I think part of it is that when we’re young, we approach life with a freshness and an openness. We’re willing to challenge existing ideas and dogma. And that gives us a sort of creativity that we start losing as we age. So it’s not simply a question of staying healthy. I’m reasonably healthy, but I don’t think I’m nearly as creative as I was when I was 40.

I think this is a serious problem, especially if you look at social trends. For example, civil rights or women’s rights or LGBTQ+ rights. Social changes are often driven by young people. People talk about older people: maybe they’re not quite as sharp, but they have more wisdom. I’m sceptical about that too. Often, older groups are driven by conservatism born of nostalgia. I don’t think that’s necessarily wisdom.

We already live twice as long [on average] now as we did 150 years ago. Are people today really more creative or more prolific than Mozart or Beethoven or Charles Darwin or Isaac Newton? I don’t think so.

There are much more pressing issues than slowing ageing.

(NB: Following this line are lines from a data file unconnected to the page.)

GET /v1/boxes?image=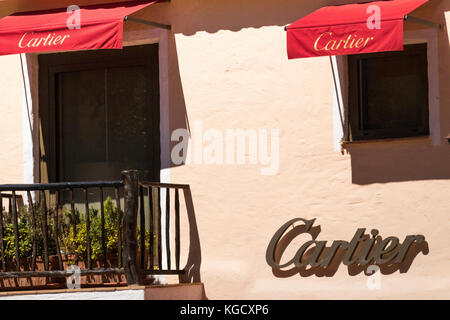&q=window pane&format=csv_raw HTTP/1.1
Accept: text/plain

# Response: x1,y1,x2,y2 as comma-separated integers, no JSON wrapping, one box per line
361,47,427,130
59,69,106,181
107,67,158,180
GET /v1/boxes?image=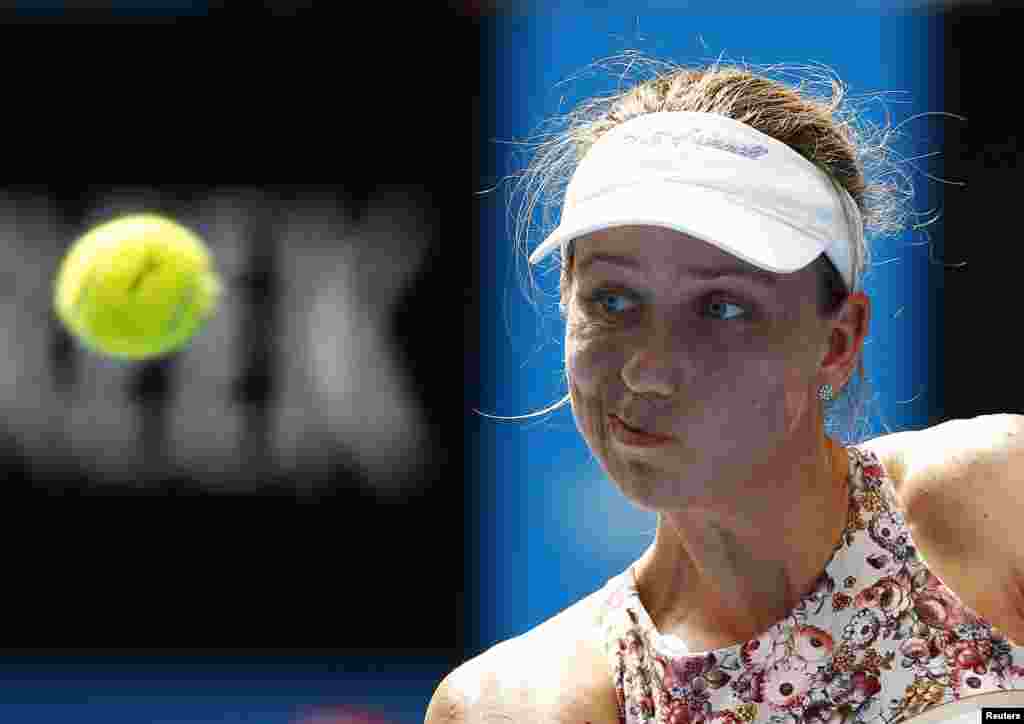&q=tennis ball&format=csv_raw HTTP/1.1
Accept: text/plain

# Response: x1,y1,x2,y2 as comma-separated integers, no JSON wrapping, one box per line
54,214,221,360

Where would you redirect our efforts?

As someone who grew up in India, I do think this mania to live longer is a First World problem, and I think there are so many more important problems: infectious diseases, chronic diseases, malnutrition, food security, climate change. Those are all much more pressing problems than living 20 years longer.

I do think we should aim to live healthily for as long as we can. But we’ve got to accept our mortality as just part of the grand scheme of things. It is very hard, and I think we’re deeply evolved to avoid death. It goes against our natural instinct, so it’s hard work to accept it gracefully.